Il existe différents systèmes pour classer vos observations de la morphologie de l’angle irido-cornéen (voir références en fin d’article). En pratique, pour classer la largeur de l’angle, on utilise habituellement une version modifiée de la classification de Shaffer, qui se base sur la visibilité des structures de l’angle :

  • Grade 0 : aucune structure visible (l’angle est fermé).
  • Grade 1 : seul l’anneau de Schwalbe est visible (c’est-àdire, l’angle est pour ainsi dire fermé puisqu’il ne peut y avoir drainage de l’humeur aqueuse).
  • Grade 2 : le trabéculum pigmenté est visible (le drainage de l’humeur aqueuse est possible, mais l’angle est relativement étroit).
  • Grade 3 : l’éperon scléral est visible.
  • Grade 4 : le corps ciliaire est visible (l’angle est grand ouvert).

Il faut appliquer cette classification à chaque quadrant (supérieur, inférieur, nasal, temporal). Ce système est simple et rapide, mais il sera également utile d’estimer la mesure de l’angle en degrés (Figure 5), car ceci fournit plus de renseignements sur le risque de fermeture ultérieure de l’angle.

Lorsque vous êtes en train d’évaluer s’il y a fermeture de l’angle, ou si le patient présente un risque élevé de fermeture de l’angle, il est important de prendre en compte la situation clinique dans sa totalité (antécédents cliniques, symptômes, résultats d’autres examens, etc.). En pratique, si la largeur de l’angle est supérieure à 25 degrés et si l’éperon scléral est visible tout autour de l’angle, alors le risque de fermeture de l’angle est très probablement faible. Si le trabéculum pigmenté n’est pas visible en gonioscopie, c’est-à-dire qu’il y a contact irido-trabéculaire dans plus de deux quadrants (soit plus de la moitié) de l’angle, alors le risque de fermeture de l’angle est très probablement élevé. Dans ce cas, une intervention pour ouvrir l’angle peut être justifiée, en fonction de la présence ou non d’autres anomalies, telles une élévation de la pression intraoculaire ou la présence de facteurs de risque pour une fermeture aigüe de l’angle.

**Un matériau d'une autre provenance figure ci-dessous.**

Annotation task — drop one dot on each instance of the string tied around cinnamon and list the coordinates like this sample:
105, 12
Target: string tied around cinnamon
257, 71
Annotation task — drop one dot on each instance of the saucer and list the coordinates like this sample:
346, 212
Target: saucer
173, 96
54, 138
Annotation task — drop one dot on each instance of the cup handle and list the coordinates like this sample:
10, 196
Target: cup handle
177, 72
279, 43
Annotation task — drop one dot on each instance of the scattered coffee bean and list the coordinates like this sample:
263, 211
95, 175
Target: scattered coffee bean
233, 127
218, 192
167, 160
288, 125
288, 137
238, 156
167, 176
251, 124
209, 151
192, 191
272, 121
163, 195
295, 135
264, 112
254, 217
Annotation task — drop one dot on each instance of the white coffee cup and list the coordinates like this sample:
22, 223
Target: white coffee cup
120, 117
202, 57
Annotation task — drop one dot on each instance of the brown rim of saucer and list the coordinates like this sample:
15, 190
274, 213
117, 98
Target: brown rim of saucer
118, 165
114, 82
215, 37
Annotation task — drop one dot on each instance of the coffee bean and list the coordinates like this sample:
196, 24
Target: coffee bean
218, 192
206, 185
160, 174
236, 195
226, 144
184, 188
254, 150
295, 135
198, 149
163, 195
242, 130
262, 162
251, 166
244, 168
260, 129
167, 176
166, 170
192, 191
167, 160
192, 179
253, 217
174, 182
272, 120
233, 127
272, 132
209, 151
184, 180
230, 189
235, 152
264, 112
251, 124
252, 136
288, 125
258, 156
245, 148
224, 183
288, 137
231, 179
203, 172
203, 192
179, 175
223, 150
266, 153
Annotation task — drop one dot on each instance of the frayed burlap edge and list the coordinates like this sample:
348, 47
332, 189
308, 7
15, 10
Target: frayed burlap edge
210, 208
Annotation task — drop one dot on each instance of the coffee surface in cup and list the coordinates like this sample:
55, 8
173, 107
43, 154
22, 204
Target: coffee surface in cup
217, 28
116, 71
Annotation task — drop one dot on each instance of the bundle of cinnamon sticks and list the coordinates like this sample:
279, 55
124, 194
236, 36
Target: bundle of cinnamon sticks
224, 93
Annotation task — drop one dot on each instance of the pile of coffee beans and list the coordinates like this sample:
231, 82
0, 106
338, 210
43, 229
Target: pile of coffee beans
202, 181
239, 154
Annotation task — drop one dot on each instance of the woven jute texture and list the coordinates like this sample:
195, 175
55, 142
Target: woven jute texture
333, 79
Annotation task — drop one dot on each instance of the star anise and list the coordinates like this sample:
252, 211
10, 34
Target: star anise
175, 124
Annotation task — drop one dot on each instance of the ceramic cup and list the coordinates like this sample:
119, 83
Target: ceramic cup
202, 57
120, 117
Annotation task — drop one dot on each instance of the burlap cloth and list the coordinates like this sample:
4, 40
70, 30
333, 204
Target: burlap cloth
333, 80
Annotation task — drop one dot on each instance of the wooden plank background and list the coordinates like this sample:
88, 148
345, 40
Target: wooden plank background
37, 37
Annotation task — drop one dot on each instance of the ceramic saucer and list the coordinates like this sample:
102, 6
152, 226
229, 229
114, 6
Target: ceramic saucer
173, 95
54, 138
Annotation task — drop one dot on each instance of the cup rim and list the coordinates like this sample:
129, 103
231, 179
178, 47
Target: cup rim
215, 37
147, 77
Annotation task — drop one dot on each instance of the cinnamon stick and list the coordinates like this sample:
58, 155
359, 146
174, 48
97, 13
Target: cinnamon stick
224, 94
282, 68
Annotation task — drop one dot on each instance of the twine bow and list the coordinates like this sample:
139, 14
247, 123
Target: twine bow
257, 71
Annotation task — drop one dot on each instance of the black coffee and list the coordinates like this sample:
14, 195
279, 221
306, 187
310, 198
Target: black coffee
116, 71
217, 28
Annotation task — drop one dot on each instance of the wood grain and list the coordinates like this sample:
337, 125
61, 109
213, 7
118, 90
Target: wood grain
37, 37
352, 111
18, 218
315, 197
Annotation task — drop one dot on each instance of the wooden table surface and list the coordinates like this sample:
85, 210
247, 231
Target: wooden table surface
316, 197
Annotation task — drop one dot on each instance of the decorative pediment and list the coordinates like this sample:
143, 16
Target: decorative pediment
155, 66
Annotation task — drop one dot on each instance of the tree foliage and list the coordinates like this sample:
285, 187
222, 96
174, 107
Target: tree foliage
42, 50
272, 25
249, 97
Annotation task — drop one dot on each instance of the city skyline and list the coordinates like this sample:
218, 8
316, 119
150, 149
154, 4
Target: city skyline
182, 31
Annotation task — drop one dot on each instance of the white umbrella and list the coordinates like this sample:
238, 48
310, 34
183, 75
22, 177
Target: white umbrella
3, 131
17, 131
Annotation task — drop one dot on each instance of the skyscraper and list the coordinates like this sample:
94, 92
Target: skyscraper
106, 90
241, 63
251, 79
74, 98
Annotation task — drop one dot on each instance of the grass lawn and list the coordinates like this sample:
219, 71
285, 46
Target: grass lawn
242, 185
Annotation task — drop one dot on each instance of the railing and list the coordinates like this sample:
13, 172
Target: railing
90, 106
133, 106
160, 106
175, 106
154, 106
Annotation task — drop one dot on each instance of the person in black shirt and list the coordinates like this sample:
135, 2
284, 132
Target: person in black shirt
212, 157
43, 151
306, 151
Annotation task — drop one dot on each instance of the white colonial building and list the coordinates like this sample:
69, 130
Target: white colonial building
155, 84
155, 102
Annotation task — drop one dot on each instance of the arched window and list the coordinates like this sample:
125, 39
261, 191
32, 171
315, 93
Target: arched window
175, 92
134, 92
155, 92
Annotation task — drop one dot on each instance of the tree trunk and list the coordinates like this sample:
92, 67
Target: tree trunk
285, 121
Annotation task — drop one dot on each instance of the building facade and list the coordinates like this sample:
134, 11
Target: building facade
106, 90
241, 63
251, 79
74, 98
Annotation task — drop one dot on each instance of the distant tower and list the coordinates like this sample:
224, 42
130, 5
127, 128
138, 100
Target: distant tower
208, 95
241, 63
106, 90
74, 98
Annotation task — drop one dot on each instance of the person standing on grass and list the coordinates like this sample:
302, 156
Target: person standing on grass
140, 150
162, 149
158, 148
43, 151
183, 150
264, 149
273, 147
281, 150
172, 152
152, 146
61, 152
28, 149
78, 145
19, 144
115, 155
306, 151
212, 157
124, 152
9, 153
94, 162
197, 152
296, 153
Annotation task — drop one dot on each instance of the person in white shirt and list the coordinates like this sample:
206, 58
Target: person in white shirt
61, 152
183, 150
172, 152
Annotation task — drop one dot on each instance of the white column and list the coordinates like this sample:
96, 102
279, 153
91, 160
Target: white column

Lentilles utilisées en gonioscopie indirecte

Figure 6 Verre de Goldmann à deux miroirs (à gauche) et verre Magnaview à un miroir (à droite). © ICEH CC BY-NC 4.0
© ICEH CC BY-NC 4.0

Le verre de Goldmann et le verre Magnaview sont des lentilles utilisées pour la gonioscopie indirecte (Figure 6), qui requiert l’utilisation d’un gel de couplage pour combler l’espace entre le verre et la cornée afin de visualiser de manière stable et non déformée les structures et la configuration de l’angle. Ces verres comportent un ou deux miroir(s) au travers desquels l’observateur va visualiser l’angle. Le verre Magnaview est de plus grande taille que tous les verres de Goldmann et offre donc un grossissement plus important et une vue plus détaillée de l’angle. Ce verre peut cependant être plus difficile à insérer en cas de fente palpébrale étroite. Il peut être utilisé lors d’une trabéculoplastie sélective au laser.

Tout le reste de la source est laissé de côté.